BEIJING, Mar. 21 (Xinhuanet) -- Confidence among business leaders rebounded for the first time in a year this quarter, despite the cooling economic climate, according to the results of a central bank survey released on Tuesday.
A key gauge, the entrepreneurs confidence index, rose to 70.2 percent in the first three months, 1.8 percentage points higher than the last quarter in 2011, a statement released on the People's Bank of China website said.
The growing confidence expressed by business leaders was in line with findings by UBS AG, Nomura Securities Co and HSBC Holdings.
Economists forecast that GDP growth may hit bottom in the January-March period and then recover thanks to a further easing in monetary policy and a rebound in fixed investment.
Another indicator - the Entrepreneurs Macro-Economy Heat Index - that gauges opinion about the current economic climate was not as optimistic as it registered 39.2 percent in the first quarter, compared with 41.7 percent three months earlier. Over the year, the index has dropped by 12.3 percentage points, according to a central bank survey of 5,000 companies.
The index has been below 50 for nine months. A reading below that mark means contraction, above indicates expansion.
"GDP growth in the first quarter may slow to 8.2 percent from a year earlier and be pushed up later by social housing and infrastructure investment," said Wang Tao, head of China economic research at UBS Securities.
A growth target of 7.5 percent has been set for 2012 from last year's 8 percent, the slowest in eight years. This is a consequence of a complicated global economic situation that provides space to further structurally transform the domestic economy, Premier Wen Jiabao said recently in the annual government work report.
Wang expected growth in the world's second-largest economy may actually be 8.5 percent this year, compared with 9.2 percent last year and 10.4 percent in 2010.

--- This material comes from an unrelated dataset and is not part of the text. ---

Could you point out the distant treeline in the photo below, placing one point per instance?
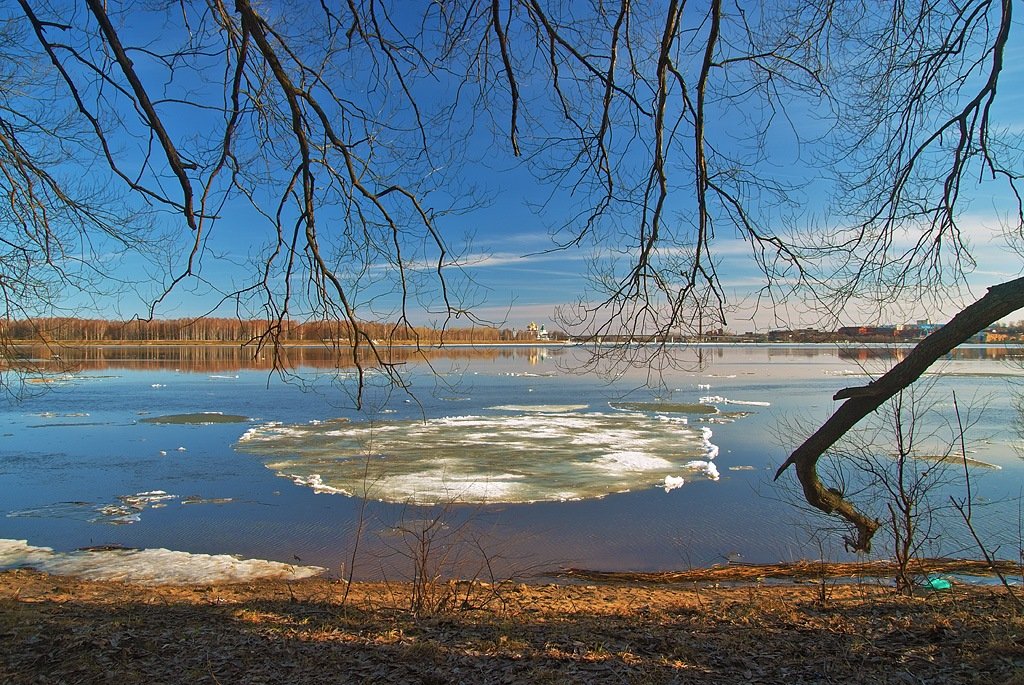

The respondents were particularly optimistic on market demand, exports and domestic consumption, although exports to the eurozone further declined and retail sales fell in January and February, according to the central bank.
Qu Hongbin, chief China economist at HSBC Holdings, said that the central bank may further reduce reserve requirements for banks, the amount of cash they must set aside and not lend, to boost manufacturing amid easing inflation.
According to the central bank, 62.9 percent of 20,000 households from 50 cities expressed dissatisfaction about "too high" consumer prices, 4 percentage points less than a year earlier. There was a drop in those expecting inflation to rise, with 31.4 expecting it to increase against 36.8 percent in the last quarter of 2011.
"Our forecast of 3.5 percent inflation for 2012 takes into account modest increases in energy and utility prices," Wang said.
The central bank survey also showed that expectations were at a three-year low among households regarding rising property prices.
It also indicated higher public acceptance of housing inflation.
"We forecast a housing price drop between 5 to 10 percent this year," said Zhu Haibin, chief economist of JP Morgan in China.
"The Chinese real estate market will not suffer a crash although the government has showed its determination to further control the housing bubble," he said.
Xia Bin, a researcher with the State Council's Development Research Center, said in an interview with Bloomberg Television in Hong Kong that "a hard landing is impossible for the country" and a moderate slowdown is the logical path for the economy.